December 3d plaintiff replied, declining to permit return of the goods.

Defendant testified that she wrote to plaintiff December 14th:

“ I wrote them that there had been some rubbers returned, and if I didn’t hear from them that week I should return the balance.
“Q. Is that all that the letter contained, Mrs. Curtis?
“A. As near as I can remember.
“Q. That was all that you can remember that this letter contained ?
“A. Yes, sir.
“Q. Did you write to them on any other occasion, Mrs. Curtis, with reference to the condition of these rubbers, of what was the matter of the rubbers ?
“A. That they being broke they were returned; that they were not satisfactory.
“Q. When did you write that ?
“A. I wrote that in the letter of the 14th; that they had been returned not satisfactory.
Q. Did you receive any reply to that letter of the 14th ?
“A. Not until I received the telegram.
“Q. After the time you wrote that letter of December 14th, did you do anything with these goods ?
“Á. I kept them until the 21st, and shipped them back.”

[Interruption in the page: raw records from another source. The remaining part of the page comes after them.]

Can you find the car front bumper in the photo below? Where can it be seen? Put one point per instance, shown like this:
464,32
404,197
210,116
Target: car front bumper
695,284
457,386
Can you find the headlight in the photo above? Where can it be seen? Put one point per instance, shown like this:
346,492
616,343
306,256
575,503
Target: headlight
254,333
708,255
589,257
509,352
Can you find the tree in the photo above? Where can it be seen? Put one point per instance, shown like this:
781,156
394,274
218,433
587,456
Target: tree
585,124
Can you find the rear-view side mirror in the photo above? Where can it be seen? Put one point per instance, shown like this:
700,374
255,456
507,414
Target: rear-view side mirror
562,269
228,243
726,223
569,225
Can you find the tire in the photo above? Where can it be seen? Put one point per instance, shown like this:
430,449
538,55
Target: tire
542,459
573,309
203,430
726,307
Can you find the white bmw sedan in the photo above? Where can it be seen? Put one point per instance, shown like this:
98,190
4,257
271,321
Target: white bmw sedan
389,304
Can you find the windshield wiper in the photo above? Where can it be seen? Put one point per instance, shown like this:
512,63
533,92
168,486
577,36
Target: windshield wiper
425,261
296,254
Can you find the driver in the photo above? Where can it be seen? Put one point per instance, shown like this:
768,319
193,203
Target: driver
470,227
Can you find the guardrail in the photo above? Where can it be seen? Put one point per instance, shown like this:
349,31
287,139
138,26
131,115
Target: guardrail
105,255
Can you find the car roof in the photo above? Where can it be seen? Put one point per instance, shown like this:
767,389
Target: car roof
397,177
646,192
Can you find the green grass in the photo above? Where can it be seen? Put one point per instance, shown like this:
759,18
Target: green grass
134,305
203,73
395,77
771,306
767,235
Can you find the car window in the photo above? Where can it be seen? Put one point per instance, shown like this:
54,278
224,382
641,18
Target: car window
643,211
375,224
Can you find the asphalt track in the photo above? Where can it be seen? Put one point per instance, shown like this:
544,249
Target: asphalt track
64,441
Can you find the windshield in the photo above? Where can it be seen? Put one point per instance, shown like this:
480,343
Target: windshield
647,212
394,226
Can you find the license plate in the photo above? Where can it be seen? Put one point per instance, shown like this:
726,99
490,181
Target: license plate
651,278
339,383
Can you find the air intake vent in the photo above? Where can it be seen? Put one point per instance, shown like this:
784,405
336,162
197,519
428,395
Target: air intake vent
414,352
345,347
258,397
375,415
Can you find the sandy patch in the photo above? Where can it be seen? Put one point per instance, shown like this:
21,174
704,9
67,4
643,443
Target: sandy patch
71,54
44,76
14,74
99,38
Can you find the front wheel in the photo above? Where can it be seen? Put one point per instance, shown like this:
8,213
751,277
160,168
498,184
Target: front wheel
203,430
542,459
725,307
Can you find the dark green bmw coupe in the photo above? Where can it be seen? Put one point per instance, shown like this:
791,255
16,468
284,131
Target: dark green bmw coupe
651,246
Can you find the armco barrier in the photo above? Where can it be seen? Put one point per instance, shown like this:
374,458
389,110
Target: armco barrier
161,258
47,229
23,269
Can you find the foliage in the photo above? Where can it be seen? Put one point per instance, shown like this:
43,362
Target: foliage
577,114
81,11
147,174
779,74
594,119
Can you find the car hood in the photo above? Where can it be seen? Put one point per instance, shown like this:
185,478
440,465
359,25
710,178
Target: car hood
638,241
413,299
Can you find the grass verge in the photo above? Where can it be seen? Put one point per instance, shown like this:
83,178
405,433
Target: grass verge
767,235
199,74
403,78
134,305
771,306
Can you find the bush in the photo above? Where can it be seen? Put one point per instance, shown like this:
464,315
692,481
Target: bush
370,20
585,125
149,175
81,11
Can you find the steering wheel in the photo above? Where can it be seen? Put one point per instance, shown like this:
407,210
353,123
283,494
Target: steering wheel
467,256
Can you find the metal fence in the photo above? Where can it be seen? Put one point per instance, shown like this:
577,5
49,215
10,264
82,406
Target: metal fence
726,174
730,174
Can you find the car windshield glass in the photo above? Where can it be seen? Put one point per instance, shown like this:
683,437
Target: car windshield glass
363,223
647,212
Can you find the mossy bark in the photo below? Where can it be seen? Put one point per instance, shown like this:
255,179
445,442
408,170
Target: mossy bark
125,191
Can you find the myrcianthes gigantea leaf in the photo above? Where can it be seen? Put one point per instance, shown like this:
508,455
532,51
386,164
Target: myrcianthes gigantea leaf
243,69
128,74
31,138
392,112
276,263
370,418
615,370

Plaintiff’s manager testified that no such letter was ever received by plaintiff. December 23d defendant wrote to plaintiff, inclosing draft to amount of goods sold, $56.79, saying:

“ Now as you could not wait the time asked I have sent you back the rubbers not sold. This will save you time and expense.”

Defendant secured verdict and judgment in her favor, and plaintiff brings the record to this court for review.

The assignments of error are as follows:

First. The court erred in overruling the plaintiff’s motion for a directed verdict in its behalf, for the reason that the defendant was limited to the cause of complaint stated in her letters, and that, such cause of complaint not being sufficient in law to warrant a refusal to accept the goods, plaintiff was entitled to recover the contract price.
Second. Intemperate language of defendant’s counsel in his argument to the jury.

Counsel for plaintiff rely upon Providence Jewelry Co. v. Bailey, 159 Mich. 285 (123 N. W. 1117), as decisive of this case in favor of plaintiff. The cases are not parallel. In the Jewelry Case, the plaintiff was entitled to recover by the very terms of the contract, unless the defendant could invalidate the contract upon the ground of fraud. In the present case, by the terms of the contract as testified to by defendant, she had a right to return the goods if unsatisfactory to her. According to her testimony and according to the letter itself, she had not sold any of the rubbers at the time she wrote her first letter, asking for an extension of time. None of the rubbers had been returned when she wrote the second letter, and she testifies that two days after the return of the rubbers she wrote to plaintiff that rubbers had been returned broken and unsatisfactory, and if she didn’t hear from them that week she should return the balance; and she testifies that she did ship them back on December 21st, notifying them thereof by her letter of December 23d.

Plaintiff’s manager testified that the sales agent had authority to make the agreement as testified to by defendant, and she had a right to assume that plaintiff knew what the terms of the contract were. Her letter of December 14th is susceptible of the interpretation, in connection with her prior letters, that, although the rubbers had proved to be unsatisfactory, she would retain them if the plaintiff, within the week, would extend the time of payment. We think the trial judge properly declined to hold, under such circumstances, that defendant could not insist upon the defense urged by her.

The second assignment is without foundation.

The judgment is affirmed.

Ostrander, O. J., and Steers, McAlvay, and Stone, JJ., concurred.